In Maine, a “steady unraveling” of reservations at the beginning of the pandemic left every rental home in Scott Dobos’s portfolio unoccupied through the end of May. Mr. Dobos, director of rental operations for Legacy Properties Sotheby’s International Realty, manages about 50 vacation properties, with each typically renting for one to two weeks.

When the governor, Janet Mills, declared a 14-day quarantine period in early April for anyone coming to Maine, Mr. Dobos thought the result would be “catastrophic.” People in quarantine cannot leave their accommodations, “even to go to the beach if it’s right outside,” he said.

Instead, there was a “swift and noticeable” shift to inquiries for one- to six-month rentals he said, and in the last three weeks, nine homes have been rented for a month or longer to people driving in from out of state.

This summer, most Americans are expected to stay fairly close to home. A recent survey conducted by MMGY Travel Intelligence and the U.S. Travel Association showed that most travelers felt safer in their own cars than on an airplane. Only about 20 percent of the respondents said they were willing to drive 500 miles or more one way to reach their vacation destination.

Families with school-age children are facing the fact that most summer camps have been canceled. Angela Rice, a co-founder of Boutique Travel Advisors in the Scottsdale, Ariz., area, said that some clients are looking at rustic long-term rentals — near lakes, trails and waterfalls — as an alternative. She has received inquiries from clients with children who are looking to take road trips to a “lodge, ranch, ski resort town,” or anywhere with stand-alone lodgings and outdoor activities.

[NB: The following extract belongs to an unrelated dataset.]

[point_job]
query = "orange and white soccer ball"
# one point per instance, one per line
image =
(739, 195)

“Once they drive all the way out there,” Ms. Rice said, “they want to stay awhile.”

Many travelers are ready to depart immediately, perhaps because they have cabin fever, feel more comfortable as officials relax restrictions or are unsure about booking too far into a future with hazy conditions. Evolve Vacation Rental, which manages 14,000 vacation homes across the country, said trips booked within seven days of departure are up 300 percent compared with last year.

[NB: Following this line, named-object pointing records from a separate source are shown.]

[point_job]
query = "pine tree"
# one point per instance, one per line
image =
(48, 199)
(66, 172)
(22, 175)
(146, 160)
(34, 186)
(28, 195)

Earlier this month, Alex Lucey, 30, and seven friends booked the entire six-room Waldo Emerson Inn in Kennebunk, Maine, for the month of June. While the group, who are in their late 20s to early 30s, “spends money judiciously” and wouldn’t normally rent a house for so long, “we saw the distancing measures were going to continue for a few more months at least,” he said.

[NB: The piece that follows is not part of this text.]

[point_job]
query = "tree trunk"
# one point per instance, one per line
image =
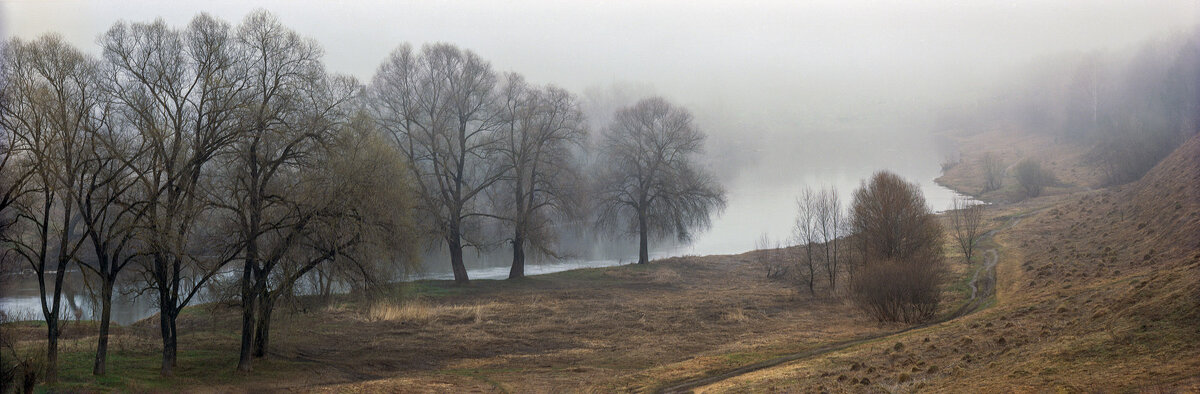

They all wanted to get out of New York City. Mr. Lucey, an investment banker, said he will keep his work schedule during the day, but looks forward to hanging out in the evening with his friends, eating dinner outside and going for hikes and bike rides on the weekends.

“It will be a meaningfully different experience than my apartment in Brooklyn,” he said.

The worry over virus transmission has other groups and families choosing smaller properties they can rent out entirely, so they won’t cross paths with other guests in the hallways or dining rooms.

Amy Lansky of Princeton, N.J., rented an oceanfront house in Maine for 10 weeks starting in mid-June. For her family of five, including school-age children, “summer is usually a social time at home,” with friends and camps and going to the local pool, she said. But with the pandemic, she was looking forward to “isolation” in Maine, going to the beach and for walks and bike rides without seeing many people.

Ms. Lansky’s parents live about an hour from the rental. After a two-week quarantine, “which we respect and appreciate,” Ms. Lansky said, the children will be able to go visit their grandparents and go boating.

Cate Caruso, owner of True Places Travels in Vancouver, Wash., got a request this year from clients — a set of families that take an annual summer trip together — about renting an entire lodge. In some states, lodgings are required to operate at reduced capacity, so families booking a few rooms may end up getting the whole property at a fraction of what it would normally cost, she said.

The setup is better for owners, too. Renting to a single group rather than to multiple parties makes social distancing, food service and cleaning easier.

“People are peeking out from under their rock and seeing what their options are,” Ms. Caruso said. “We’re trying to figure out if this is a trend or the new normal.”